What can investors do to protect ourselves? Most seem to think the U.S. and China are likely to survive relatively unscathed. Investing in companies that will benefit from a likely increase in spending on IT in China was an interesting idea from UBS’s Tan, who also suggests looking for beneficiaries of supply chain resets, such as Vietnam and other parts of emerging Asia. I would add Mexico, which has an obvious logistical advantage.
The consensus is very often wrong and predictions about what is likely to occur next year tell us more about what people are worried about now, and how they are positioned, than they do about the future.

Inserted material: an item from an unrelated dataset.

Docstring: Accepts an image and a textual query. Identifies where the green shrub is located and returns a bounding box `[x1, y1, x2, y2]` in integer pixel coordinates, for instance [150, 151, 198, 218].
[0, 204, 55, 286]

Vietnam popped above the psychological 1000 level earlier this month and is now back testing that level. It needs to continue to demonstrate support in the region of the trend mean if we are to continue to give the benefit of the doubt to the upside.
The Nikkei-225 is pausing in the region of the upper side of its two-year range. However, I believe some longer-term perspective is required for this market. The 20,000 level offered resistance on numerous occasions for decades and now offers support. This two-year range looks like a first step above the base suggesting a new bull market is in its early stages.
The Dow Jones Europe STOXX 600 is at the upper side of a 20-year range. If it can sustain a move above 400, we can conclude a new bull market environment is unfolding.
The FTSE-100 has been ranging above its 16-year range for three years. A sustained move above 8000 would confirm a return to medium-term demand dominance.